Thursday, September 20, 2012

My Feelings on Horse Slaughter and a Triute to an Old Friend

I've been hearing a lot of different ideas and opinions about the horse meat industry trying to set up shop here in Missouri. I'll be the first to admit that my thoughts are clouded with emotion when it comes to this topic. Please let me tell you why.

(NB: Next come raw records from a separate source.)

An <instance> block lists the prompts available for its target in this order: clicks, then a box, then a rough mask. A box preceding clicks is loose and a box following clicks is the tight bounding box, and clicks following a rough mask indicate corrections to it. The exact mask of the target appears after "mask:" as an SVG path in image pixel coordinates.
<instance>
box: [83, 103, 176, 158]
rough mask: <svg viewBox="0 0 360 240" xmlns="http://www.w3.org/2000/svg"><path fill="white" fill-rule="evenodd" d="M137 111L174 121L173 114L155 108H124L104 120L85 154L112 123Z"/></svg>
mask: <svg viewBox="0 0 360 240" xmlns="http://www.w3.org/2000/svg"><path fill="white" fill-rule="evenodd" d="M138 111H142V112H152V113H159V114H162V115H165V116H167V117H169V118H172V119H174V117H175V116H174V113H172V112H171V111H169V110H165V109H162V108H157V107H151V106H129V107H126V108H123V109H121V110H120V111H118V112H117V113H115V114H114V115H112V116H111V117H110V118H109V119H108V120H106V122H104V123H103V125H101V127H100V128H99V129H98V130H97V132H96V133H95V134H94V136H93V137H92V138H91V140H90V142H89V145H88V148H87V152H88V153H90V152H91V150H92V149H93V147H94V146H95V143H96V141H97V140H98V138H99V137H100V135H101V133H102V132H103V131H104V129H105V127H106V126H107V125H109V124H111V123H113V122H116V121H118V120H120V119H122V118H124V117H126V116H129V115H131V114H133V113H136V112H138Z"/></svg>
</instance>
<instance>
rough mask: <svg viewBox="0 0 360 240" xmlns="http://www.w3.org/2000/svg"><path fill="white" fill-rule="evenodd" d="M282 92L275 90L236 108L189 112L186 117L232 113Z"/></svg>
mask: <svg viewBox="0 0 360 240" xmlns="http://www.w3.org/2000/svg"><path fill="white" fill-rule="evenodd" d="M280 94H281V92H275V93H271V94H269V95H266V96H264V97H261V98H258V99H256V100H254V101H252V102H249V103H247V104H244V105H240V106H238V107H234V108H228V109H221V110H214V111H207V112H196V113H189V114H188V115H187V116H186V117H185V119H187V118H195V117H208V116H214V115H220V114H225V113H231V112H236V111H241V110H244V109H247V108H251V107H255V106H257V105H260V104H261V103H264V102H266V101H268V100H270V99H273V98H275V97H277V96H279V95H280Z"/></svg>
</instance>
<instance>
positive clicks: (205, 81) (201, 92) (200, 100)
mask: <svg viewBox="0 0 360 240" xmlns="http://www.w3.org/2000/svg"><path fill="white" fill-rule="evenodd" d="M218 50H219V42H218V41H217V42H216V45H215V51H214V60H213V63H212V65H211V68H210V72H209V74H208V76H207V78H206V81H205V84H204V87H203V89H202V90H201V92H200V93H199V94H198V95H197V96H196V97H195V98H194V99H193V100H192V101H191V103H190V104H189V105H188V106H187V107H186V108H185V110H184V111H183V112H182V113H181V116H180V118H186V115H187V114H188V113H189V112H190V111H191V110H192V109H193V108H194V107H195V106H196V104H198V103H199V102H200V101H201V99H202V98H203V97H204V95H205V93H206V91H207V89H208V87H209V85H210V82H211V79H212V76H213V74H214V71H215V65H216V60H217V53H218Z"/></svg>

In the summer of 1989, I turned 9 years old and met Shawna. She was a 19 year old, sorrel mare who was literally skin and bones. Shawna was inbetween being purchased by a horse dealer and being resold again at auction. My family and I were told by the horse dealer that he'd rather sell her because her fate  was to become "dog food" if she did not find a loving home. My mom told him that the loving home would be ours! And so began some of the most magical and wonderful moments of my young life.
Shawna was the perfect kids horse. Once we got her up to her fighting weight she would do just about anything for us. I was a dark haired, freckle faced, "Punky Brewster" looking little girl.
I always felt chubby and awkward  but atop my sorrel mare I became the woman in the maxi pad commercial on the beach, bareback, wind in my hair!
One time when I was a boy crazy 11 year old I took Shawna to the river. Everyone was
out that hot summer day relaxing in the water, swimming and playing. I was the only
one there on horseback. Naturally the kids (I mostly noticed the  boys) were pointing at me and excited to see a horse. This encouraged the show off in me.
Shawna and I raced up the bank putting on quite a show. She trotted through the knee deep water on the river's edge picking her feet up in an exotic prance (or at least that's how I remember it). Caught up in the show I was giving to all (your welcome) I missed the fact that Shawna had taken a pretty large... let's call it "horse-sized" dump. This dump was bobbing up and down in the water following the current. The only thing that could have brought my attention to this and away from my performance was the screaming mothers. They were frantically picking lawn chairs and babies up out of the water and running for dry land. Shawna and I made a glorious galloping exit that day. She always had a way of making me feel special but keeping me humble.
My favorite memory of Shawna was laying on her back in the sunshine finding pictures in the clouds while she chomped on grass, unbridled in our yard. She was as trustworthy as a horse could possibly be. Her nose was as soft as the petals of a rose and she had huge, honest brown eyes.
When I was around the age of 16, my beautiful friend's health started to fail her. Her teeth were worn away next to nothing and she had started to lose weight even though the grass was high. The day the vet came to put her to sleep, my little sister and I braided blue corn flowers all throughout  her mane and tail. She looked beautiful though her body was roughly in the same shape as the day we saved her from the auction house. The vet who put her to sleep was a huge trucker type of a man. He looked tough but I remember his eyes welled up as my sister and I begged him to take care of our horse. We couldn't bare to stay and watch him inject her but I knew from the gentle way he laid his hands on her  that he would be kind.
It was a dignified way for Shawna to leave this world. When I think of horse slaughter I picture the one we saved and the way she died. I think about the fear she never had to experience of being loaded into mass transport and being lead down a conveyer belt to die. When people tell me that I'm just being emotional I agree with them. Love is emotional. I loved Shawna and she created within me a love and repect for all horses.